Location: Cool and Cold Water Aquaculture ResearchTitle: Use of DAVID algorithms for gene functional classification in a non-model organism, rainbow trout
Submitted to: BMC Research Notes
Publication Type: Peer Reviewed Journal
Publication Acceptance Date: 1/9/2018
Publication Date: 1/23/2018
Citation: Ma, H., Gao, G., Weber, G.M. 2018. Use of DAVID algorithms for gene functional classification in a non-model organism, rainbow trout. BMC Research Notes. 11:63. https://doi.org/10.1186/s13104-018-3154-7.
Interpretive Summary: Functional gene clustering is important in gene expression data analysis; however using the available software programs for non-model species such as rainbow trout is often problematic. Most programs were designed for model species and can't be easily adopted for use with gene resources derived from non-model species. We developed an R-script using functional gene classification algorithms employed in a widely accepted web based program, the Database for Annotation, Visualization and Integrated Discovery (DAVID). With our standalone R-script, the gene clustering analysis was easily conducted. Moreover, we evaluated the impact of kappa scores, a parameter to measure gene-gene relationship, on the generation of biologically meaningful gene clusters using our rainbow trout RNA sequencing data sets. Our results shed light on the selection of kappa score to conduct gene clustering and identify gene interaction networks for any species.

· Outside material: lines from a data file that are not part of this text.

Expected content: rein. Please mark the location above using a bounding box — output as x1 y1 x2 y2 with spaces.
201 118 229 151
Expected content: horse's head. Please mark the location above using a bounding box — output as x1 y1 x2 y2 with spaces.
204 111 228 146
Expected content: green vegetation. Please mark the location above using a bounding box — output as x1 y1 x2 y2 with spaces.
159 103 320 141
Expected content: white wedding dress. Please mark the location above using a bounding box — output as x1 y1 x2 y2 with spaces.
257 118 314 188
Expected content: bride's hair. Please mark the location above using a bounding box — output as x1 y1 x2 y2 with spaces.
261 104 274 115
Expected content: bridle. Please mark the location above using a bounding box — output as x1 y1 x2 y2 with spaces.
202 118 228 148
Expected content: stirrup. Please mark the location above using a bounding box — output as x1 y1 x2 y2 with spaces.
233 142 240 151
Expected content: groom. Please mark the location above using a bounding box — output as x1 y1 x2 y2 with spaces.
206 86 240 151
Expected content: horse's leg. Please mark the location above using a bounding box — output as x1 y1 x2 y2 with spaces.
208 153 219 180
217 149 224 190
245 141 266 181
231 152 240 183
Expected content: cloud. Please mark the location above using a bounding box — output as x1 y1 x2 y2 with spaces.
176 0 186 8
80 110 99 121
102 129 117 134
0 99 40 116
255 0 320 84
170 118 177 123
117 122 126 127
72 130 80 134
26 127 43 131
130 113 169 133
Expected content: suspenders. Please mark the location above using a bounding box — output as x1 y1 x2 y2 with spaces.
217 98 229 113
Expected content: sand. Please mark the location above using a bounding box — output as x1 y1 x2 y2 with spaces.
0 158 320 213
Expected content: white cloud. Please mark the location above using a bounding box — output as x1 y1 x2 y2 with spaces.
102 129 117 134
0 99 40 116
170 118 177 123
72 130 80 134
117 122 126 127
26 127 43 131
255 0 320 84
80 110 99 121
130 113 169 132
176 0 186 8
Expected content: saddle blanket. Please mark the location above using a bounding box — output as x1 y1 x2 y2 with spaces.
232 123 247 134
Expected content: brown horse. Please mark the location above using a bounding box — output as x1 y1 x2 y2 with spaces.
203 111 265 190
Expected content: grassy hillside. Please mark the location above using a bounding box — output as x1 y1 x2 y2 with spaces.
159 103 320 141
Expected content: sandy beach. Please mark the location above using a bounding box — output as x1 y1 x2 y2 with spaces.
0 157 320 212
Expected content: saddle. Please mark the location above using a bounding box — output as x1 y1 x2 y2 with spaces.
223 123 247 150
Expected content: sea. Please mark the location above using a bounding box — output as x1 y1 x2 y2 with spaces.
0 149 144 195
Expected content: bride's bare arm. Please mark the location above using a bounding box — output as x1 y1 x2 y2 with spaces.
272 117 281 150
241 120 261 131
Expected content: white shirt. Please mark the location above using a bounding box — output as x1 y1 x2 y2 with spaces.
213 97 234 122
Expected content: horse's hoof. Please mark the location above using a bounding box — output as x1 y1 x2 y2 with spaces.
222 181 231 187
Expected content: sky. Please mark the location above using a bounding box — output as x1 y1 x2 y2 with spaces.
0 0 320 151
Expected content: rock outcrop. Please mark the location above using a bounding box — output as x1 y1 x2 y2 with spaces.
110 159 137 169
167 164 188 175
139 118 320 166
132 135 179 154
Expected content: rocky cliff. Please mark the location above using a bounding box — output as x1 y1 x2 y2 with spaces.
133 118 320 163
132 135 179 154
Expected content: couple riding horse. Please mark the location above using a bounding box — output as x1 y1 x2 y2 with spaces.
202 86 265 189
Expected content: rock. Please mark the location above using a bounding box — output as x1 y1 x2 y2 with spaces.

Technical Abstract: Gene functional clustering is essential in transcriptome data analysis but software programs are not always suitable for use with non-model species. The DAVID Gene Functional Classification Tool has been widely used for soft clustering in model species, but requires adaptations for use in non-model species that necessitate the use of custom gene lists. Moreover, there is little available information to guide selection of a kappa score to achieve the most biologically meaningful clustering. We therefore developed an R-script that allowed the analysis of custom annotated gene lists with the algorithms of the DAVID Gene Functional Classification Tool and evaluated the impact of kappa score on gene functional clustering in three treatment comparisons with a wide range of differentially expressed genes (DEGs).Using the R-script we developed we classified DEGs from an RNA-seq study of rainbow trout, with three comparisons yielding 555 to 3,340 annotated genes. The effects of kappa score on the total number of modules varied among comparisons. The percentage of DEGs harbored within a module and the number of genes shared among multiple modules decreased with increasing kappa score regardless of the number of DEGs in the comparison. The number of genes in enriched modules peaked at a kappa score of 0.5 for the comparisons with 3,340 and 1,313 DEGs and 0.3 for the comparison with 555 DEGs. The number of genes harbored within enriched modules generally decreased with increasing kappa score, however, this was affected by whether the largest modules were significantly enriched. Large non-enriched modules can be reanalyzed using a higher kappa score resulting in some of the genes clustering in smaller modules with significant enrichment scores. Our R-script allows the use of custom gene identifiers with the DAVID fuzzy heuristic partition procedure to analyze data from non-model species. The number of DEGs in a comparison and the size of individual modules can impact kappa score selection. To optimize the analysis it might be beneficial to first analyze the data with a lower kappa score but then reanalyze the genes in the largest module using a higher kappa score.